Their praise or criticism meant everything to him; therefore he
preached for dear life.

And Keziah Coffin, in the third pew from the back, watched him
intently, her mind working in sympathetic unison with his. She was
not one to be greatly influenced by first impressions, but she had
been favorably impressed by this young fellow, and had already
begun to feel that sense of guardianship and personal
responsibility which, later on, was to make Captain Zebedee Mayo
nickname the minister "Keziah's Parson."

The sermon was a success.


CHAPTER IV

IN WHICH KEZIAH'S PARSON DECIDES TO RUN IT BLINDFOLD


On Monday afternoon the minister made a few calls. Keziah made out
a short list for him to follow, a "sort of chart of the main
channel," she called it, "with the safe ports marked and the shoals
and risky places labeled dangerous."

"You see," she said, "Trumet ain't a course you can navigate with
your eyes shut. We divide ourselves into about four sets--
aristocrats, poor relations, town folks, and scum. The aristocrats
are the big bugs like Cap'n Elkanah and the other well-off sea
captains, afloat or ashore. They 'most all go to the Regular
church and the parish committee is steered by 'em. The poor
relations are mainly widows and such, whose husbands died or were
lost at sea. Most of them are Regulars. The town folks are those
that stay ashore and keep store or run salt works or somethin'.
And the scum work around on odd jobs or go fishin'. So, if you
really want to be safe, you must call on the aristocrats first,
after that on the poor relations, and so on down. You won't be
bothered with scum much; they're mainly Come-Outers."

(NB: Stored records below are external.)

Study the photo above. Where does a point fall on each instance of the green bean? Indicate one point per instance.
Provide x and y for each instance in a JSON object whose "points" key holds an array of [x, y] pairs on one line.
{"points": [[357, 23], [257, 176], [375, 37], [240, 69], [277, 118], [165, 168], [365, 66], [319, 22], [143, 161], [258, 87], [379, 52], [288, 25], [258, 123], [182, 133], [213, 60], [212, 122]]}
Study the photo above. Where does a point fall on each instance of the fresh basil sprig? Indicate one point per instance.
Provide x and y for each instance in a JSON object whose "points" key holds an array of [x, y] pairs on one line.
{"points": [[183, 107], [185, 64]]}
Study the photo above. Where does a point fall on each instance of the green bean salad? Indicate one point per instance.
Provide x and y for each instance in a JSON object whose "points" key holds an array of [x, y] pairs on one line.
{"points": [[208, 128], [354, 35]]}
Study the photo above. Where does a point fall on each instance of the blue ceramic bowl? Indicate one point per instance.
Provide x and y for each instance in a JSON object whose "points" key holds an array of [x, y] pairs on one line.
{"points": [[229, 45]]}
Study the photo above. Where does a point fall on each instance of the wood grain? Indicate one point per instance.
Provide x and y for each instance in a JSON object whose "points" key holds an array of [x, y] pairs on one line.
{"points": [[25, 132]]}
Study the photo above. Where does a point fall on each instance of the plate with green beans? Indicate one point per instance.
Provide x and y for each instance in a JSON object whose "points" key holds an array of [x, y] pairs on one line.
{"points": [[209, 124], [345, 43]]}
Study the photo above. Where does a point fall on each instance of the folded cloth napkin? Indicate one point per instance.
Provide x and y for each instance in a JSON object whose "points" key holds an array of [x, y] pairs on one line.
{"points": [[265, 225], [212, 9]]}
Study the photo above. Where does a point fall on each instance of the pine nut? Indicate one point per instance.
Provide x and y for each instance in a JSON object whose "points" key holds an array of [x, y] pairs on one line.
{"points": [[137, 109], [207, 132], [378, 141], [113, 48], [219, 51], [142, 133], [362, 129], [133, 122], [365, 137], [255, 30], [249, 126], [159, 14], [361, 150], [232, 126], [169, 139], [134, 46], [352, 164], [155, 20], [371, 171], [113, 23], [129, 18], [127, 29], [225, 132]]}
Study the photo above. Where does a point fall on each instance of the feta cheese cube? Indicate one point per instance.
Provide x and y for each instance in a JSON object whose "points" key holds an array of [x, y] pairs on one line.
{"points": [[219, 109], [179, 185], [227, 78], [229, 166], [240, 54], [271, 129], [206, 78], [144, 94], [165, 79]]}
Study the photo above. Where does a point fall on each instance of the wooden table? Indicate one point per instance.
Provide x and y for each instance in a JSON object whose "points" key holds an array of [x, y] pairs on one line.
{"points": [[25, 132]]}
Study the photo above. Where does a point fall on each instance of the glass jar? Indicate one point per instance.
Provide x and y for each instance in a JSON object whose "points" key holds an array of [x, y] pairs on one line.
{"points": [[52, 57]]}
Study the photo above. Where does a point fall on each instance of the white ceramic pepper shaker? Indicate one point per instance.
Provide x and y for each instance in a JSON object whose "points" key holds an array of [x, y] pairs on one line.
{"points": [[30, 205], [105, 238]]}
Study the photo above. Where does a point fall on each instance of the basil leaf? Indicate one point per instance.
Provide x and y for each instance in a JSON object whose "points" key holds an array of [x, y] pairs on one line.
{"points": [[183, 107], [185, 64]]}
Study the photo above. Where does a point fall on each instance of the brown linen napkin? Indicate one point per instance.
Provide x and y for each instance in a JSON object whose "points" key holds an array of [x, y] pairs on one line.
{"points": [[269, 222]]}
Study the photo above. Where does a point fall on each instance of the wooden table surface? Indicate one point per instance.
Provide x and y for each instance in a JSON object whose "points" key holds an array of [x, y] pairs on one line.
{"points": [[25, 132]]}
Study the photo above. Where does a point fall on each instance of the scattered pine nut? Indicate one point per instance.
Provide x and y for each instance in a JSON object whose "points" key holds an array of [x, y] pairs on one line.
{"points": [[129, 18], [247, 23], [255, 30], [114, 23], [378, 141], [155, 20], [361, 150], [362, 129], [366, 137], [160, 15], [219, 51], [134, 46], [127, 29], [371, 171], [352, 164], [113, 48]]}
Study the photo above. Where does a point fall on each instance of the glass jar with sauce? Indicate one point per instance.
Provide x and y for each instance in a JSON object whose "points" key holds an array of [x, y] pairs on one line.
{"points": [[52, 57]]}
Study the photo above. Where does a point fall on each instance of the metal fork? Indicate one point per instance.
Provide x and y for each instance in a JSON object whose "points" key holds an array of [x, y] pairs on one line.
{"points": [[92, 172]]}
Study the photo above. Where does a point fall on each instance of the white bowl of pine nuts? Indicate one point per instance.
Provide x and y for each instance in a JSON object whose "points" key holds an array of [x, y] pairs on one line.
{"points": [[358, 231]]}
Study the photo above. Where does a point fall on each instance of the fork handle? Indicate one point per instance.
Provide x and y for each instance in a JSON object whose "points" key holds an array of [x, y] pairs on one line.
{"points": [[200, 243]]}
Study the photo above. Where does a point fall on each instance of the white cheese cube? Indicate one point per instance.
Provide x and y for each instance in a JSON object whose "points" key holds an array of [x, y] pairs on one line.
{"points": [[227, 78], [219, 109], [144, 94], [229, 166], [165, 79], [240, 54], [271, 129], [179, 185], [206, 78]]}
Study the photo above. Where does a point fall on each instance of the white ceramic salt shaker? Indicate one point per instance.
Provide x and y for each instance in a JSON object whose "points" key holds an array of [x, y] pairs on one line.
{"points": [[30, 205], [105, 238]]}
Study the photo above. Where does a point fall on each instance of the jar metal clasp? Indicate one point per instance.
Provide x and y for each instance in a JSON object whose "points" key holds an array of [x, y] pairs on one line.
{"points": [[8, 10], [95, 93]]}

Ellery took the list from her hand and looked it over.

"Hum!" he said musingly. "Am I supposed to recognize these--er--
class distinctions?"

"Yes. That is, not in meetin' or sewin' circle or anything like
that, or not out and out and open anywhere. But you want to
cultivate a sort of different handshake and how-dy-do for each set,
so's to speak. Gush all you want to over an aristocrat. Be
thankful for advice and always SO glad to see 'em. With the poor
relations you can ease up on the gush and maybe condescend some.
Town folks expect condescension and superiority; give it to 'em.
When it comes to scum, why--well, any short kind of a bow and a
''Mornin'' 'll do for them. 'Course the Lord, in His infinite
mercy, made 'em, same as He did potato bugs, but it's necessary to
keep both bugs and them down to their proper place."

She delivered this in the intervals between trips to the kitchen
with the dinner dishes. The minister listened with a troubled
expression on his face.

"Mrs. Coffin," he said, "I guess I'm dull. There was a Scotch
professor at college and the fellows used to say his bump of humor
was a dent. Maybe mine isn't much better. Are you joking?"

Keziah stacked the cups and saucers.